When your house-brand product is up against household names made familiar through TV commercials and print ads, its physical appearance becomes vital to its success. To persuade your retail customers to convert from their favorite puppy food to your new offering may require creativity in the packaging department – but there are some technical issues you’ll need your manufacturing partner to help with first.
Packaging may seem like a downstream decision when it comes to developing your pet food, but it’s actually something your contract manufacturer should be thinking about as early as the formulation phase. The shape and size of the formula (i.e., round, square, triangle) is an important consideration for your desired bag size as these factors help determine the density of the product. Density is what one cubic foot of product weighs. When the product comes out of the extruder and is exposed to oxygen, it often expands. Think of it as a dessert that comes out of the oven as a fluffy angel food cake instead of a fudgy torte. That’s why thorough manufacturers like American Nutrition conduct a trial production run. If a product is blown through the extruder too quickly, you risk a kibble that is undercooked – which could potentially cause digestive problems for your pet. Rather than automatically opting to crank out 15 tons an hour versus 10, a reliable manufacturer will confirm product quality by examining cook percentage and percent of gelatinization during a trial run. This will ensure that you are achieving a high-quality product that promotes palatability and digestibility while optimizing density and speed of production. The result is a bag that does not appear too full or too empty, and a product that’s both delicious and safe for your ultimate customer.

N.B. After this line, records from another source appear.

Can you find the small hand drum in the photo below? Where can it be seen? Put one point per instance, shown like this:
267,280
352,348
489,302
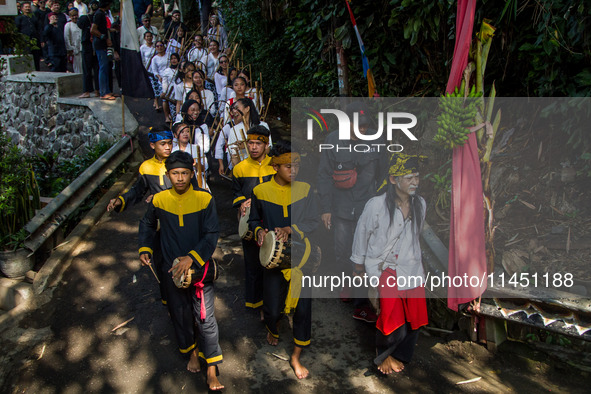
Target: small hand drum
194,276
274,253
243,230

Once the density of the product has been determined, your manufacturing partner will know how much product should go into each bag depending on its size. Often your manufacturer will provide recommendations on bag size based on the brands you are trying to emulate. For instance, it may be beneficial to place your similarly proportioned but lower-priced 3-lb. bag of kibble next to a competitor’s more expensive 5-pounder. An experienced supplier will have the market insights required to talk through these scenarios and come up with the best packaging dimensions for your offering.
Packaging Materials and Design
When a product is still earning favor with its target customers, first impressions can mean a lot. Most pet parents do not have resealable closure at the top of their priority list, nor do they consciously opt for plastic matte over polywoven bags, but they do have certain expectations based on current market offerings. Working with you, a thorough supplier will examine competing products to help you determine the best bag materials and closures to fit the tastes of your target market and your budget. From there, a full-service supplier like American Nutrition can assist in the graphic design of your package. No matter their involvement, experienced manufacturers will be able to advise on how to stay compliant. From required language to faulty claims, it is important to consider your packaging in the context of the most recent guidelines and regulations.
The value proposition of a private-label program is to offer products whose quality is comparable or superior to that of a national brand, at a lower cost. Retailers are no strangers to P&L statements and product launches, but having an experienced and flexible pet food manufacturer can provide the technical assurance that your final product aligns with your overarching vision. From the size and shape of your kibble to the claims on your packaging, your pet food manufacturer’s expertise matters. Choose a partner who offers the reliability, stability and experience needed to generate a product that can deliver on your brand promise.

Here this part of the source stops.